Non dirmi che conservi il PIN del bancomat in rubrica

Antefatto: nell’ambito dell’indagine sulla strage di San Bernardino, l’FBI, che voleva accedere ai dati contenuti nell’iPhone del terrorista, ha chiesto assistenza ad Apple, sostenendo che sarebbe stato impossibile senza l’aiuto dell’azienda. Apple si è rifiutata ed è stata trascinata in tribunale. Gli investigatori alla fine hanno dichiarato, smentendosi, di esserci riusciti ugualmente, senza specificare come e grazie a chi, e hanno ritirato il procedimento legale.

Questa non è una partita tra la giustizia americana e un’azienda privata che difende il proprio business: riguarda da vicino tutti noi, la nostra sicurezza personale, la nostra vita privata, il nostro lavoro, il nostro portafoglio.

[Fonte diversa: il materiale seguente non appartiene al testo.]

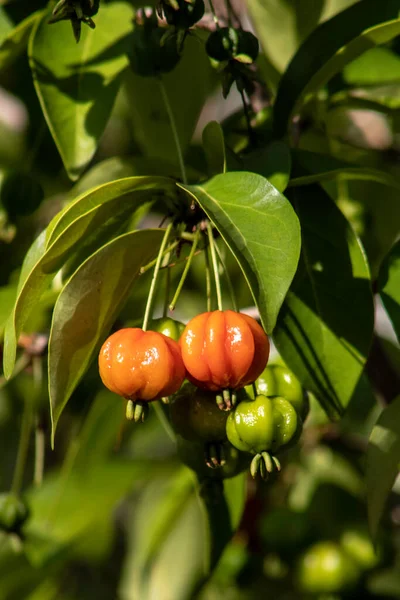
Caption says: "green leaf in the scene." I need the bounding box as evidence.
[119,467,208,600]
[274,0,400,137]
[25,459,165,566]
[120,466,245,600]
[274,186,374,418]
[181,172,300,333]
[203,121,226,176]
[68,156,189,198]
[247,0,351,72]
[125,31,215,163]
[4,177,170,378]
[289,150,400,190]
[0,11,43,71]
[343,48,400,86]
[366,396,400,537]
[0,284,17,340]
[379,241,400,340]
[49,230,163,443]
[28,2,134,180]
[242,142,292,192]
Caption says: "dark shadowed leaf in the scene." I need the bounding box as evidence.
[366,396,400,536]
[49,230,163,441]
[274,186,374,418]
[0,12,42,71]
[379,241,400,340]
[28,2,134,180]
[3,177,174,378]
[243,142,292,192]
[274,0,400,136]
[182,172,300,333]
[203,121,226,177]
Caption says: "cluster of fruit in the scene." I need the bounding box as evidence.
[99,310,307,479]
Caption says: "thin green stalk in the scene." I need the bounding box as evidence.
[163,252,171,317]
[208,0,219,29]
[11,399,32,496]
[215,244,238,312]
[158,77,187,185]
[207,223,222,310]
[32,356,45,487]
[225,0,232,27]
[204,241,212,312]
[140,240,180,275]
[239,89,255,145]
[0,352,31,390]
[169,228,200,311]
[142,221,173,331]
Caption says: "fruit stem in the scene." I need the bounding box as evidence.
[32,356,45,487]
[158,77,187,185]
[208,0,219,29]
[169,227,200,311]
[142,221,174,331]
[215,244,238,312]
[207,223,222,310]
[239,89,255,146]
[205,241,211,312]
[163,253,171,317]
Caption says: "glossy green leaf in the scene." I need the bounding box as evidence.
[120,467,245,600]
[274,186,374,418]
[203,121,226,177]
[0,284,17,340]
[366,396,400,537]
[182,172,300,333]
[68,156,188,198]
[25,459,165,566]
[289,150,400,190]
[343,47,400,86]
[274,0,400,136]
[242,142,292,192]
[125,31,216,163]
[0,6,14,47]
[49,230,163,442]
[379,241,400,340]
[46,177,175,248]
[119,467,208,600]
[28,2,134,180]
[4,177,170,378]
[246,0,354,72]
[0,12,42,71]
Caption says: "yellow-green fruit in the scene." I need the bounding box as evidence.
[297,542,361,594]
[340,529,379,570]
[170,384,228,442]
[246,365,308,420]
[149,317,185,342]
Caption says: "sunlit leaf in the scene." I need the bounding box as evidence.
[182,172,300,333]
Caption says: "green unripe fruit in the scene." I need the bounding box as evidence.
[0,493,29,533]
[340,529,380,570]
[246,365,309,420]
[297,542,360,594]
[226,394,301,454]
[149,317,185,342]
[170,384,228,443]
[271,396,298,452]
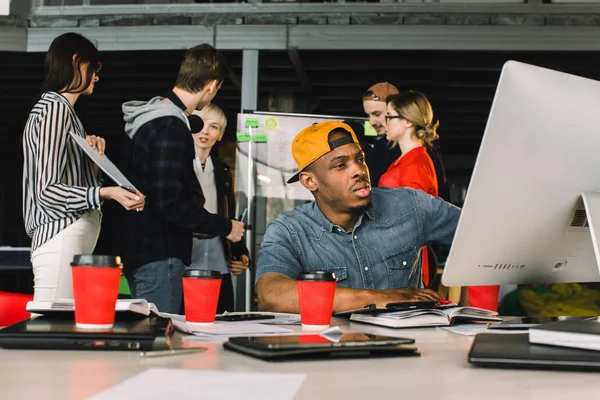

Polizie e servizi segreti di tutto il mondo sbloccano centinaia di telefoni, computer, profili social ogni giorno, per condurre indagini o per attività di intelligence, secondo le leggi vigenti in ciascuna nazione e con l’assistenza dei produttori e fornitori di servizi. Perché, in questo caso, Apple, sostenuta dalle altre aziende e dai commentatori del settore, si è rifiutata? Perché la richiesta non era di sbloccare un singolo dispositivo, ma — semplificando — di creare un software che permettesse di aggirare la protezione dei dati di qualsiasi iPhone. In gergo informatico si chiama “backdoor” (“porta sul retro”): chiunque la conosca può entrare “senza le chiavi” e accedere ai contenuti.

Se questo principio passa per i cellulari, perché, ad esempio, non dovrebbe essere valido per le telecamere di sorveglianza private, come quelle dei nostri appartamenti, o per le nostre televisioni, che ormai incorporano microfoni e telecamere per videoconferenze?

Anche ammesso, e non concesso, che sia giusto mettere in mano a governi, polizie e intelligence un tale potere di intrusione, nel mondo interconnesso di oggi è certo che un simile software cadrebbe nelle mani sbagliate e sarebbe utilizzato per scopi diversi da quelli previsti, cioè condurre indagini di polizia. Un esempio per tutti: la vicenda dell’azienda italiana Hacking Team.

Le mani sbagliate, oltre a quelle di dittatori e terroristi, possono essere quelle di un ladro che si collega alla nostra Smart Tv o al nostro antifurto con videocamere, per controllare se siamo in casa. Scenario futuristico e improbabile? Mica tanto: Paolo Attivissimo, che non è un poliziotto o un agente dei servizi ma un giornalista, l’ha recentemente dimostrato collegandosi a una telecamera poco protetta di un supermercato di Praga.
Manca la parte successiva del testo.